Flesh: dark violet; soft and breaks easily
Blue Chanterelle Look-Alikes
Polyozellus multiplex is easy to distinguish among other types of mushrooms. Its dark-colored clusters and wavy caps are recognizable, even to the layman. However, there is a species of mushroom that is very similar to the Polyozellus multiplex. This look-alike is Craterellus cornucopioides, colloquially known as the horn-of-plenty mushroom. It is also known as the black chanterelle or black trumpet. This particular species is of the Cantharellaceae family and is also edibleⁱⁱⁱ. C.cornucopioides has a black fruit body and grows in North America, Europe, and East Asia under beech or oak trees and mossy areas. The only apparent distinction from Polyozellus multiplex is the thin flesh and trumpet-like shape.
Moreover, another species often mistaken for Polyozellus multiplex by non-experts is Gomphus clavatus, commonly known as pig’s ears or the violet chanterelle of the Gomphaceae family. This edible fungus species has wavy edges similar to P. multiplex and can occur in clusters or fairy ringsⁱⱽ. It has a vase-shaped body and is brownish to lilac in color. The feeding technique of both species is also similar. The same applies to their habitat: both P. multiplex and G.clavatus enjoy coniferous forests. The confusion stems from the outer appearance of the fruit body which is wavy in both species. Otherwise, the two species are quite distinct.
Blue Chanterelle Benefits
The first notable benefit of the Blue Chanterelle is culinary so much so that it is very popular in East Asian cuisine. This popularity has also reached the shores of North America where they are also hunted and consumed. It is best consumed cooked. The culinary use of these mushrooms extends to a panoply of dishes. It can also be preserved by drying the fruit bodies and keeping them in a dry and cool environment.
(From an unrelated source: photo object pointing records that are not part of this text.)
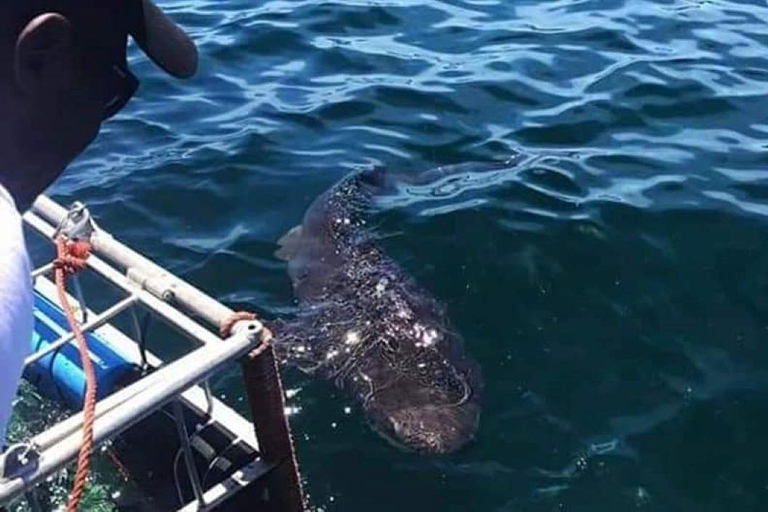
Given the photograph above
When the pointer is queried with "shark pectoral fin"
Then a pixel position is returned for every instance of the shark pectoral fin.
(289, 244)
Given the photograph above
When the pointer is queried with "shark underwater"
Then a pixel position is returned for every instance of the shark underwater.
(369, 327)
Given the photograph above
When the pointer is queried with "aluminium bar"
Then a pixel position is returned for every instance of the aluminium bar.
(116, 399)
(156, 279)
(93, 323)
(189, 456)
(196, 398)
(239, 480)
(206, 361)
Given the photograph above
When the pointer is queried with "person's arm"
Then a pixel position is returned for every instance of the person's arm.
(16, 319)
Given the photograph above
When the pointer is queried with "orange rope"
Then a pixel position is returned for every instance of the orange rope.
(71, 258)
(225, 330)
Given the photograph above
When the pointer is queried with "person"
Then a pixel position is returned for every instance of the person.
(63, 71)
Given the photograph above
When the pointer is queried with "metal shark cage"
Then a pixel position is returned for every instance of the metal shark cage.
(255, 462)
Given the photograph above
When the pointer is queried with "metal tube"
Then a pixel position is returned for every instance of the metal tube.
(94, 323)
(178, 320)
(207, 360)
(239, 480)
(157, 279)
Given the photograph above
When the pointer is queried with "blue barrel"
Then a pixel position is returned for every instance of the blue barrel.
(59, 375)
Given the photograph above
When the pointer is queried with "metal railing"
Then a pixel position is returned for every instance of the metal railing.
(169, 299)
What is more important is the health benefits of Polyozellus multiplex. This species of mushroom secretes polyozellin which is a chemical used in the treatment of Alzheimer’s disease. This chemical substance inhibits the work of the enzyme prolyl endopeptidase (PEP) which processes the amyloid precursor protein for the onset of Alzheimer’s diseaseⱽ. This ability has rendered this mushroom popular in the pharmaceutical community due to its immense benefits for drug production.
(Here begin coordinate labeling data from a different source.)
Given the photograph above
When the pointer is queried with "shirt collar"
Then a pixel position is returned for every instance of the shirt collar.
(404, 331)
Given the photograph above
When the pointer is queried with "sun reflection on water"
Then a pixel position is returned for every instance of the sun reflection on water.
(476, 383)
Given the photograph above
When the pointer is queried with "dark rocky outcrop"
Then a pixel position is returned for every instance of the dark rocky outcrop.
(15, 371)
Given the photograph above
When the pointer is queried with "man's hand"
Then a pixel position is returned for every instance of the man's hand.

Furthermore, Polyozellus multiplex exhibits antitumor properties. As a matter of fact, ingesting the mushroom may have benefits that help fight stomach cancer as it acts as a suppressor and powerful chemopreventive agentⱽⁱ. The mushroom has enzymes that have potential to protect the body against cancer. These enzymes include glutathione S-transferase and superoxide dismutase. Polyozellus multiplex also increases the concentration of glutathione, a substance that is an antioxidant that prevents cellular damage. Moreover, consuming this mushroom may increase the protein production of p53, also known as the Guardian of the Genome, an important tumor antigen that may help prevent cancer.
Blue Chanterelle Dosage
Although Blue Chanterelle has numerous health benefits, it is not widely known or used as a medicinal plant. However, only a low concentration of around 0.5% to 1% is sufficient to kick-start the production of useful enzymes in the body.
Blue Chanterelle Toxicity, Safety & Side Effects
The Polyozellus multiplex mushroom is not poisonous or toxic at all. It is considered safe for consumption and thought to have little to no side effects or interaction with drugs.